Physicists have known for some time that the theory needs to be updated. It can't explain the presence of invisible material in space, called Dark Matter, nor the continued accelerating expansion of the Universe by a force called Dark Energy. Nor can it explain gravity.
Dr Mitesh Patel of Imperial College, who works at the LHC, believes that if the Fermilab result is confirmed, it could be the first of many new results that could herald the biggest shift in our understanding of the Universe since Einstein's theories of relativity more than a hundred years ago.
"The hope is that these cracks will turn into chasms and eventually we will see some spectacular signature that not only confirms that the Standard Model has broken down as a description of nature, but also give us a new direction to help us understand what we are seeing and what the new physics theory looks like.
"If this holds, there have to be new particles and new forces to explain how to make these data consistent".
But the excitement in the physics community is tempered with a loud note of caution. Although the Fermilab result is the most accurate measurement of the mass of the W boson to date, it is at odds with two of the next most accurate measurements from two separate experiments which are in line with the Standard Model.
"This will ruffle some feathers", says Prof Ben Allanach, a theoretical physicist at Cambridge University.
"We need to know what is going on with the measurement. The fact that we have two other experiments that agree with each other and the Standard Model and strongly disagree with this experiment is worrying to me".

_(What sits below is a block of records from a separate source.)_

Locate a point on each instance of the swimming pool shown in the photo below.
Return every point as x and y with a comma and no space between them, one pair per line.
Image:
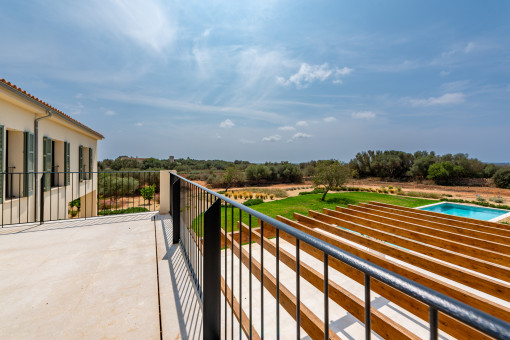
479,213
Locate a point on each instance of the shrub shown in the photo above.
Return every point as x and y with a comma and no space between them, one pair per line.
502,178
253,201
75,203
483,204
480,198
421,194
497,199
148,192
314,191
122,211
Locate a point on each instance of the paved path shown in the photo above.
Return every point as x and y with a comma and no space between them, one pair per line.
80,279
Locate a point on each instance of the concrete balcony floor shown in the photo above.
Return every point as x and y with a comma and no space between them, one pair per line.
108,277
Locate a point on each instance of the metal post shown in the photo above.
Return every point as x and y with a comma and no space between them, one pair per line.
212,271
41,206
176,210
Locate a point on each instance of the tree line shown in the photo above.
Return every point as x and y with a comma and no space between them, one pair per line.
445,169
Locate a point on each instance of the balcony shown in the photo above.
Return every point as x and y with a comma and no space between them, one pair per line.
136,276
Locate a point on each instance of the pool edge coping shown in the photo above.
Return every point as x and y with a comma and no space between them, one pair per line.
495,219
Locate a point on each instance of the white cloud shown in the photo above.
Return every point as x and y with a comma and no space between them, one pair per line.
147,23
227,124
469,47
363,115
446,99
307,74
301,135
274,138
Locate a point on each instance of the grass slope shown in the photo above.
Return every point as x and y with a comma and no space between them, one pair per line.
301,204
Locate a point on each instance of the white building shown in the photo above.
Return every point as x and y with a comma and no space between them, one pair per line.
36,138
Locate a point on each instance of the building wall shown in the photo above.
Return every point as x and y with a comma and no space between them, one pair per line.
18,114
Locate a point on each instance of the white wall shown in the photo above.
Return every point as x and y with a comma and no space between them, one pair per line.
19,114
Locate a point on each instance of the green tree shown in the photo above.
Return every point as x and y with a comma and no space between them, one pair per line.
232,176
148,192
331,174
445,172
502,178
151,163
258,172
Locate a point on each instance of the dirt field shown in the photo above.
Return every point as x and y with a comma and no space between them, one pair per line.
460,192
457,192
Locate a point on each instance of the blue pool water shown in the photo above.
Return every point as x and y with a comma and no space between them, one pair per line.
479,213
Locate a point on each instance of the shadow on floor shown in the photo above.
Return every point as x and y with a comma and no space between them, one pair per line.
76,223
187,301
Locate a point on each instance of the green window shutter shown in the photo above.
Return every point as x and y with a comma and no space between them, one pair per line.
80,167
47,162
28,164
67,163
1,163
91,165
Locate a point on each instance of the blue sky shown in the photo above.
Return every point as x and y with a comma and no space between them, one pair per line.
269,80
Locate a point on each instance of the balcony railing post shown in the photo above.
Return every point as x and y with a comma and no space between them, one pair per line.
212,271
176,209
41,206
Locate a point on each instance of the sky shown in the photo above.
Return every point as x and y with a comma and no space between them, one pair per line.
269,80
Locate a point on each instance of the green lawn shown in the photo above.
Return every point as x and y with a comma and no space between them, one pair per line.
301,204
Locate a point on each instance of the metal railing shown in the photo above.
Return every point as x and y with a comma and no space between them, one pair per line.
30,197
204,226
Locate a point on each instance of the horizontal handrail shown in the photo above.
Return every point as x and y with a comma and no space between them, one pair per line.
473,317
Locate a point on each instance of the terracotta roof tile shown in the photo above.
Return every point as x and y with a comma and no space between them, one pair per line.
49,106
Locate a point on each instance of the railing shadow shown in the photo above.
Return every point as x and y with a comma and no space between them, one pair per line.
75,223
187,300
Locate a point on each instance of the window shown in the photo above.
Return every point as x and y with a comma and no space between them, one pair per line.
47,162
28,163
67,163
86,162
58,157
14,151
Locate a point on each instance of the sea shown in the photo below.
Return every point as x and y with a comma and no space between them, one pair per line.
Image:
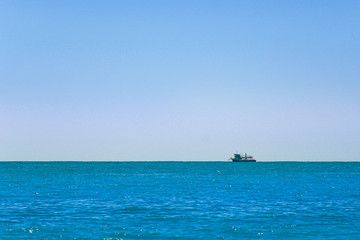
179,200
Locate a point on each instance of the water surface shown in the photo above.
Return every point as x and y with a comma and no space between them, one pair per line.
179,200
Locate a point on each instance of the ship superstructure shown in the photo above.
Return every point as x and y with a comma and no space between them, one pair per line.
242,158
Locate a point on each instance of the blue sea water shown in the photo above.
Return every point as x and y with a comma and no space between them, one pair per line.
179,200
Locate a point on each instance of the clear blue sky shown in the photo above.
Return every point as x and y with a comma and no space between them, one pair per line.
179,80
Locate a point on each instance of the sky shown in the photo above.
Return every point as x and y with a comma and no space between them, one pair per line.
179,80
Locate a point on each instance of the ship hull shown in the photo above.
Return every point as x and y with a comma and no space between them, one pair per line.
234,160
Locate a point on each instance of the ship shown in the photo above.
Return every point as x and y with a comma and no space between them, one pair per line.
242,158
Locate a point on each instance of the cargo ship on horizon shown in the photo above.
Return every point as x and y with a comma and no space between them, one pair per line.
242,158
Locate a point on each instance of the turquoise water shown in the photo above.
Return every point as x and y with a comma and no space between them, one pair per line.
179,200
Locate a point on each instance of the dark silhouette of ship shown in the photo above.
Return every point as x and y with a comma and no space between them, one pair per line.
242,158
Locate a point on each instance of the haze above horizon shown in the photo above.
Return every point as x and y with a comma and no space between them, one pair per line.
174,80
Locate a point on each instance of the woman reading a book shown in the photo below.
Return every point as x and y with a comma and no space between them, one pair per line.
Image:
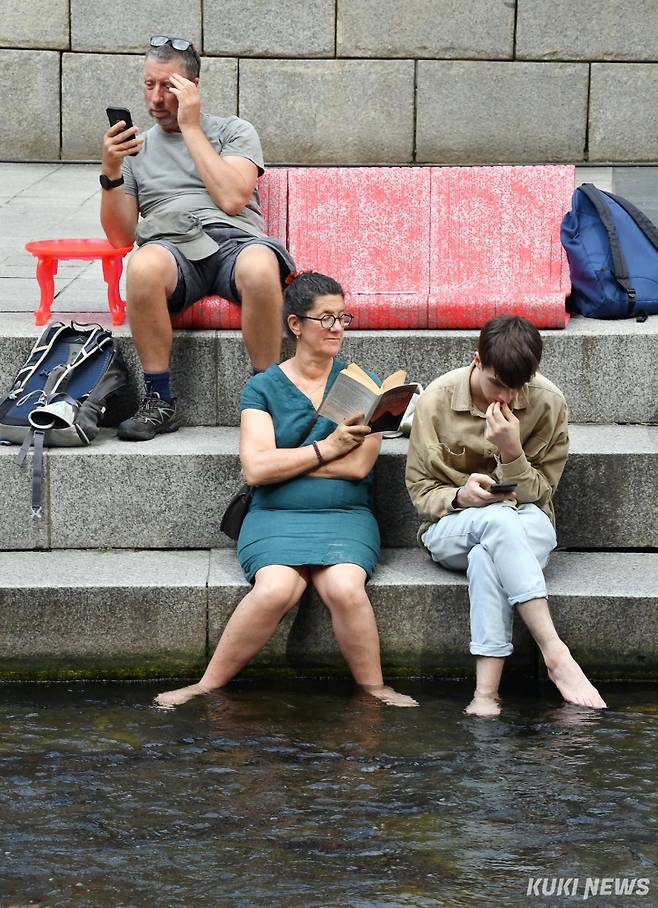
310,521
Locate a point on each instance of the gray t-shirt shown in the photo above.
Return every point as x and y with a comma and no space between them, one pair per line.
163,175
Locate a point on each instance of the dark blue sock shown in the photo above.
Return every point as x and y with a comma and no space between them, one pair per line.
158,382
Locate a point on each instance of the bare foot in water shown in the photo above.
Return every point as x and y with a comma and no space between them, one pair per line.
171,698
483,705
570,680
389,696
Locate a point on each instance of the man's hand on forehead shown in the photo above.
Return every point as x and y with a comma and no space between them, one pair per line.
189,100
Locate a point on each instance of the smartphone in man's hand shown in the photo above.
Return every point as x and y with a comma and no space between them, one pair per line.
115,114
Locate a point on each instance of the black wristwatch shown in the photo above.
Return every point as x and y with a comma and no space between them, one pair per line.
107,183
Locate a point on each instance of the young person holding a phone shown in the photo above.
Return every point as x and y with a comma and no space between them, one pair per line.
496,421
192,177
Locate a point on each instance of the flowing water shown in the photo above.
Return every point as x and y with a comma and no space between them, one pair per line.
305,794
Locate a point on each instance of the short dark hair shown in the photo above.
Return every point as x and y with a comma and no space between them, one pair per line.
190,59
512,347
302,292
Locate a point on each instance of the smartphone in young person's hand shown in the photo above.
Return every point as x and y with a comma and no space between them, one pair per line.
499,488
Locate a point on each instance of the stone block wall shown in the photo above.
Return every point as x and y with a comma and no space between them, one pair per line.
349,81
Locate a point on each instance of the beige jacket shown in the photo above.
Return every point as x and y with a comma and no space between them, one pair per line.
447,444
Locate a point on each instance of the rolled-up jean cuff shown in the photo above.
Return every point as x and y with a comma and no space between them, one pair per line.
538,593
500,652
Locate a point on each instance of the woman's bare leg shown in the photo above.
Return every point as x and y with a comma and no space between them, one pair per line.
342,589
276,590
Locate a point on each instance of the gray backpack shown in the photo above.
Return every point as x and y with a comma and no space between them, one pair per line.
59,393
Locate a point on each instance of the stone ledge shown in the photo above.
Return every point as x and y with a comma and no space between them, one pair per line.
594,362
172,491
86,614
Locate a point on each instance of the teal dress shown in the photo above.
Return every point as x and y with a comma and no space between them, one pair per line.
304,520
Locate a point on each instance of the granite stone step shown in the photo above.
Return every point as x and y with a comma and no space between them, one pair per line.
170,493
139,614
606,369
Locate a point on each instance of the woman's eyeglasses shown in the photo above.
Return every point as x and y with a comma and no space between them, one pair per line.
328,321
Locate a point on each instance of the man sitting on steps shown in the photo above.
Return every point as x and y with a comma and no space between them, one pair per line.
192,177
496,421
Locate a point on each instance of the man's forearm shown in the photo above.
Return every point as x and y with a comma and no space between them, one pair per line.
228,188
118,217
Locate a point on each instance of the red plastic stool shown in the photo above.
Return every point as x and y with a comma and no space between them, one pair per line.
50,252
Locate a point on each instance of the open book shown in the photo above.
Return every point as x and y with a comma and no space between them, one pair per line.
355,392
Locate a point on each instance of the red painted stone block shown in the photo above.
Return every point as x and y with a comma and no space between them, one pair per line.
495,244
369,228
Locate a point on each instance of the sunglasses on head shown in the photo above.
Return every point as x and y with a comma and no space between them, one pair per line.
176,43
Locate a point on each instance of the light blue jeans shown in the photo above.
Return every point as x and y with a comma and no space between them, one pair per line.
503,549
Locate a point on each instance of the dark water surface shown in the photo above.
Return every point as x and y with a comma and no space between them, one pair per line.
304,794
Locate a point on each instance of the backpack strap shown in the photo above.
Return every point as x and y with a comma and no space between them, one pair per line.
619,266
645,224
37,438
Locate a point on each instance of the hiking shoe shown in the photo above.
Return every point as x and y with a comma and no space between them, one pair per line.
153,417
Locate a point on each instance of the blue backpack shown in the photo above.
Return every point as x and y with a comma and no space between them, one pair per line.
612,249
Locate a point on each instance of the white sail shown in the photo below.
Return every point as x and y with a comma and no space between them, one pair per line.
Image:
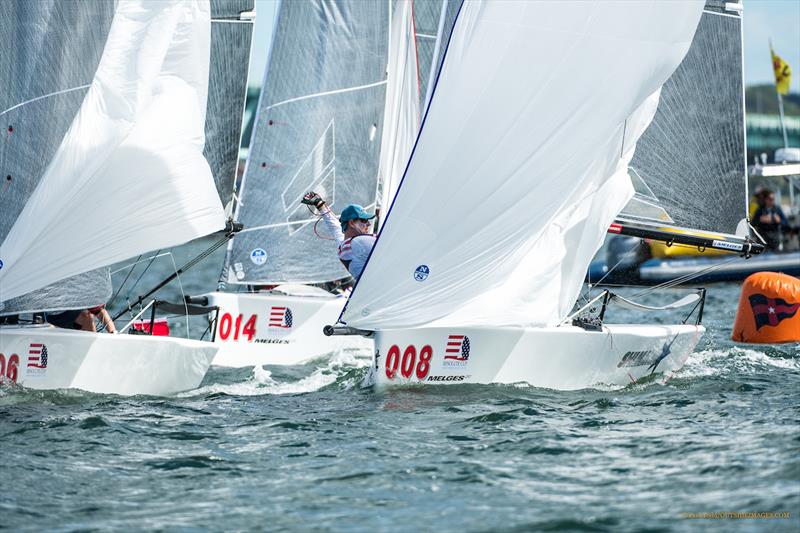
401,114
129,175
520,165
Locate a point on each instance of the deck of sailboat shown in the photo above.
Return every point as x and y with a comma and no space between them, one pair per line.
99,362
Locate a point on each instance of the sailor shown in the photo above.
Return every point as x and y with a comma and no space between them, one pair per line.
770,221
82,319
351,232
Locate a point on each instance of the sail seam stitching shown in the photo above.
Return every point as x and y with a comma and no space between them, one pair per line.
56,93
327,93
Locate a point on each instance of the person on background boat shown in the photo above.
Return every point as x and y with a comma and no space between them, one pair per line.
770,221
756,201
82,319
351,232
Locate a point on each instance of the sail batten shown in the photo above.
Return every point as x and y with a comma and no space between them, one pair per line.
518,169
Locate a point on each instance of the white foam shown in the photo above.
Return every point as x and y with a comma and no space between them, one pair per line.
737,360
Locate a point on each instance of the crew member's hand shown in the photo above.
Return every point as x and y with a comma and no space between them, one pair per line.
314,199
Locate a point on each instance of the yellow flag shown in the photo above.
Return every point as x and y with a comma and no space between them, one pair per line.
783,74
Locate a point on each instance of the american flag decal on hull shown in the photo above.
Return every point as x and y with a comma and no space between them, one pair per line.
457,348
280,317
37,356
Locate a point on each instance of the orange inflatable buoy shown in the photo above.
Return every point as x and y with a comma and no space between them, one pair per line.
769,309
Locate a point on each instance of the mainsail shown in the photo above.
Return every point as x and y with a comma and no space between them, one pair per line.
50,53
318,126
129,175
689,169
401,116
231,35
518,168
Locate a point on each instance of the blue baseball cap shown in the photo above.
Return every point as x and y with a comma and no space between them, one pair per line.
353,212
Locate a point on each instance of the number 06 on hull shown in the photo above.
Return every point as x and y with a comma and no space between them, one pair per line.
563,357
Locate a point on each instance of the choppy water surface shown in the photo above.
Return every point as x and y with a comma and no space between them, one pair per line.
305,448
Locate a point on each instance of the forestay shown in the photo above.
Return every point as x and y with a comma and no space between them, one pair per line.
129,175
50,53
401,116
689,169
231,35
520,164
318,126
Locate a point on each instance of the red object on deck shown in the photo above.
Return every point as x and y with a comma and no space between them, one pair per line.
160,327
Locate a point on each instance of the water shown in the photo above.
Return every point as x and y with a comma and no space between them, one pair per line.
305,448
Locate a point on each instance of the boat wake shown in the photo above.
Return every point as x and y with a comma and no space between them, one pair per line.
343,369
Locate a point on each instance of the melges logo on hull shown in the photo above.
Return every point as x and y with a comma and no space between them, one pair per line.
456,351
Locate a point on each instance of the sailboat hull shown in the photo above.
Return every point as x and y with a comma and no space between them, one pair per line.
42,357
272,328
564,358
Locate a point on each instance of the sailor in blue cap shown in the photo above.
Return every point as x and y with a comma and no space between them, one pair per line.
351,232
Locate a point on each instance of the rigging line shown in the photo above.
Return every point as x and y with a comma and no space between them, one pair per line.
183,295
327,93
135,283
624,256
682,279
130,265
56,93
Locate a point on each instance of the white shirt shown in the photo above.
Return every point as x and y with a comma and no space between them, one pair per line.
353,252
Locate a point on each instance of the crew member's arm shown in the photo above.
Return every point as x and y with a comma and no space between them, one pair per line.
105,318
328,218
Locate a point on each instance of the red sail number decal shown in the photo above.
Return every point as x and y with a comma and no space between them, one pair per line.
9,372
409,364
227,325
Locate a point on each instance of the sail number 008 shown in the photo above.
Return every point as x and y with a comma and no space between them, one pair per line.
408,363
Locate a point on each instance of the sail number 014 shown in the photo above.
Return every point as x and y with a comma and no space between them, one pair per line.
408,363
228,326
9,371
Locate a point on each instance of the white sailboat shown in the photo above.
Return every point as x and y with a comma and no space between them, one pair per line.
520,166
104,160
332,117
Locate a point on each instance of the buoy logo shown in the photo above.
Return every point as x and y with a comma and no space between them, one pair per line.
771,311
456,351
258,256
422,272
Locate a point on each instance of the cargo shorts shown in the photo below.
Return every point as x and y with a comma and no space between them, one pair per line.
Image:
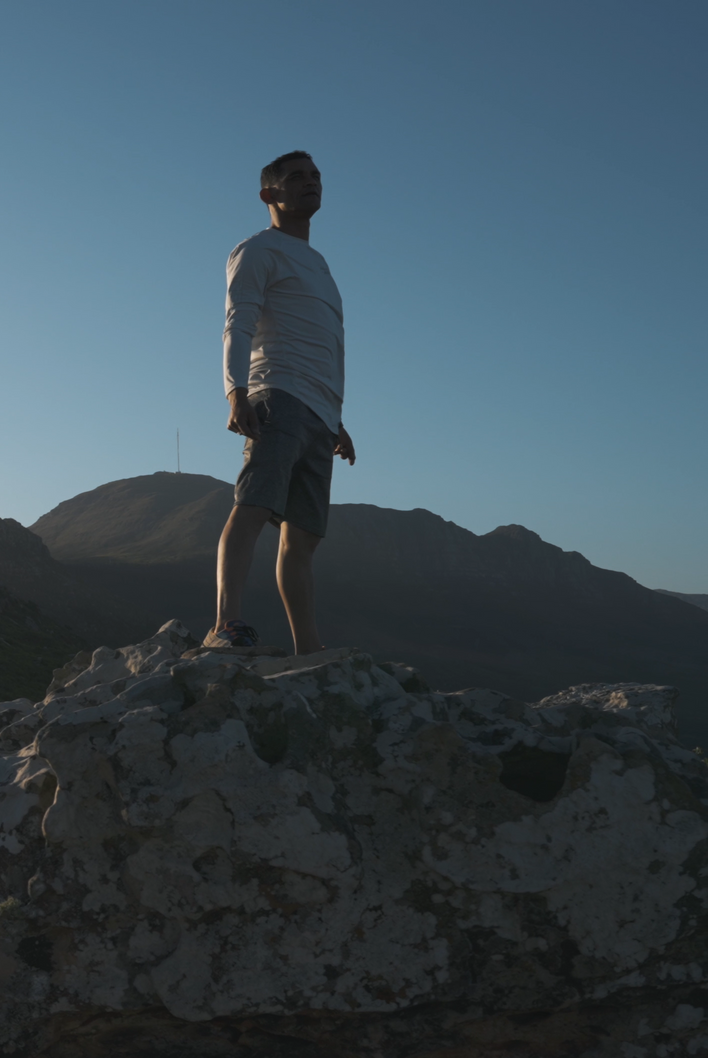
290,469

All eyes are now on the Large Hadron Collider which is due to restart its experiments after a three-year upgrade. The hope is that these will provide the results which will lay the foundations for a new more complete theory of physics.
"Most scientists will be a little bit cautious," says Dr Patel.
"We've been here before and been disappointed, but we are all secretly hoping that this is really it, and that in our lifetime we might see the kind of transformation that we have read about in history books."